Luanda Leaks e a estratégia de regeneração útil de João Lourenço e do grupo hegemônico

Durante vários anos, João Lourenço (historiador e militar de formação) dedicou-se discretamente ao estudo dos grandes dossiês do País.

Quando assumiu o poder a 26 de Setembro de 2017, substituindo José Eduardo dos Santos, o novo Presidente da República, com a lição bem estudada, reiterou o seu discurso reformista traduzido na agenda de combater a corrupção, o peculato, o nepotismo, o mau clima de negócios em Angola e outros males resultantes da governação sem projecto levada a cabo pelo seu antecessor.
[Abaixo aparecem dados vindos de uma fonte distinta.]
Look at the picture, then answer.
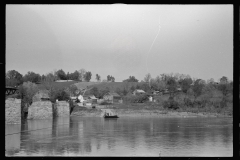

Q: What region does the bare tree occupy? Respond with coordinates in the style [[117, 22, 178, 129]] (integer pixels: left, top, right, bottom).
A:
[[78, 68, 86, 81]]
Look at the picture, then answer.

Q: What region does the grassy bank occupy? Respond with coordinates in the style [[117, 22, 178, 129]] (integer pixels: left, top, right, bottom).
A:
[[71, 103, 232, 117]]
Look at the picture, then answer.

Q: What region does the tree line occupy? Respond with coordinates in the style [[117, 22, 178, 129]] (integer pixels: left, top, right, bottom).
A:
[[5, 69, 119, 86]]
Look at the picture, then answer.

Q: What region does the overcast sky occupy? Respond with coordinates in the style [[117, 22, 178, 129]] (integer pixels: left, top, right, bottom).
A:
[[6, 5, 233, 82]]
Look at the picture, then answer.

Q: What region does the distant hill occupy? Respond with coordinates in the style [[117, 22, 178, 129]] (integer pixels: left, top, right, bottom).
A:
[[37, 81, 78, 90], [84, 82, 138, 92], [37, 81, 139, 91]]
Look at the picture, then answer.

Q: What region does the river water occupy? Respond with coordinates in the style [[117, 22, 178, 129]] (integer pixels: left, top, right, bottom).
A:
[[5, 117, 233, 157]]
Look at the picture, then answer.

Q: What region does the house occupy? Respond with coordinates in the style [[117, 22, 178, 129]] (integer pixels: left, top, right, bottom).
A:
[[152, 91, 159, 95], [32, 90, 50, 102], [133, 89, 146, 95], [83, 95, 98, 104], [103, 92, 122, 103]]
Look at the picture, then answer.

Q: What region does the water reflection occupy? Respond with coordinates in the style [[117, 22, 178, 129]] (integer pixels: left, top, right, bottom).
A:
[[5, 117, 233, 156]]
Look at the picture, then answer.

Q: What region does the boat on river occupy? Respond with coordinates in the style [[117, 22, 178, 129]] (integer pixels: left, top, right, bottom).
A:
[[104, 115, 119, 118], [103, 112, 119, 118]]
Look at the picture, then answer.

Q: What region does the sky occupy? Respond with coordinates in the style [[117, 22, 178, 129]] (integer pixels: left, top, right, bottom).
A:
[[6, 4, 233, 82]]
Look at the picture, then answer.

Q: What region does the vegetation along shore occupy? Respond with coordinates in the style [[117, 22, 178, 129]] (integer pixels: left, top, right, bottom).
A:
[[6, 69, 233, 117]]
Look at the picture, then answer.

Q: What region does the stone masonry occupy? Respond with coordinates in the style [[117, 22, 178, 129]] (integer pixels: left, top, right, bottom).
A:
[[27, 101, 53, 119], [55, 101, 70, 117], [5, 98, 21, 124]]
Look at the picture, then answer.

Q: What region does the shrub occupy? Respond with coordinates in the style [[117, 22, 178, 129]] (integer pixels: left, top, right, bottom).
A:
[[163, 97, 179, 110], [99, 101, 112, 105]]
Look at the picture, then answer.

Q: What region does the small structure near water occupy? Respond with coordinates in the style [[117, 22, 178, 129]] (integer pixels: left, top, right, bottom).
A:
[[27, 101, 53, 119], [103, 92, 122, 103], [54, 101, 70, 117], [32, 90, 50, 102], [5, 98, 21, 124]]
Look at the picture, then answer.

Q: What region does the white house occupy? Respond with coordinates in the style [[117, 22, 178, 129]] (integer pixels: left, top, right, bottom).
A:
[[133, 89, 146, 95]]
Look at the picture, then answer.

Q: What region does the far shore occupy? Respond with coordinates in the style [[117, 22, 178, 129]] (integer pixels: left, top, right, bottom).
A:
[[71, 107, 232, 118]]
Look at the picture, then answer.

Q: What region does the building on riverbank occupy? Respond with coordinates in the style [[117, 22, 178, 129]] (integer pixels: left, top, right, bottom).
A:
[[133, 89, 146, 95], [32, 90, 50, 102], [103, 92, 122, 103]]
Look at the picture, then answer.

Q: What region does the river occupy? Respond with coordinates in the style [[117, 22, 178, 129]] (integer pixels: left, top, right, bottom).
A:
[[5, 116, 233, 157]]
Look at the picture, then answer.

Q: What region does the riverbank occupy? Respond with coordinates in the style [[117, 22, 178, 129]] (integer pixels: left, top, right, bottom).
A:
[[71, 106, 232, 118]]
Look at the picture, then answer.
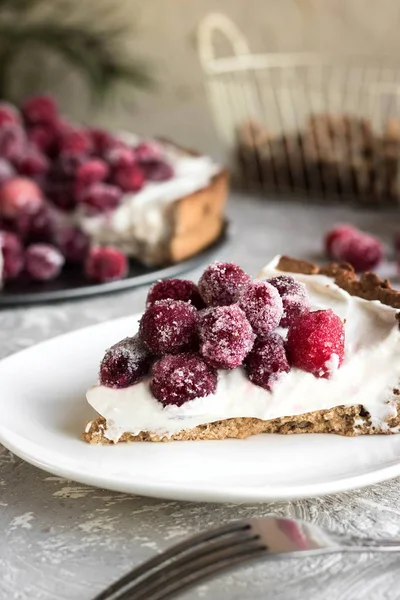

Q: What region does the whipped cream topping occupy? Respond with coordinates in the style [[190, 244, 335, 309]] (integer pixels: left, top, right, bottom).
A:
[[87, 257, 400, 441], [75, 138, 220, 260]]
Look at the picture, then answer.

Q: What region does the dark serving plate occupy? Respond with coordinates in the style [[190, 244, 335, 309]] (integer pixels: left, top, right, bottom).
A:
[[0, 225, 229, 307]]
Transcorridos pouco mais de 2 anos e 4 meses, os cidadãos são unânimes em reconhecer o estado crítico da economia, que não cresce desde 2014, e cujas ondas de choque têm-se repercutido no agravamento das suas condições socioeconómicas. Mas não tem havido unanimidade quanto ao combate aos males a que o Presidente João Lourenço se propôs fazer de forma sistemática e consequente. As avaliações dos cidadãos são mistas. Uma fracção da população adulta considera inquestionavelmente positivo o combate à corrupção e males relacionados. Outra fracção considera que todo o processo não passa de perseguição a determinados indivíduos e famílias, denunciando o que entende como a execução de uma justiça selectiva. Há, porém, uma terceira fracção que sonda os actos de reforma de João Lourenço para além das aparências.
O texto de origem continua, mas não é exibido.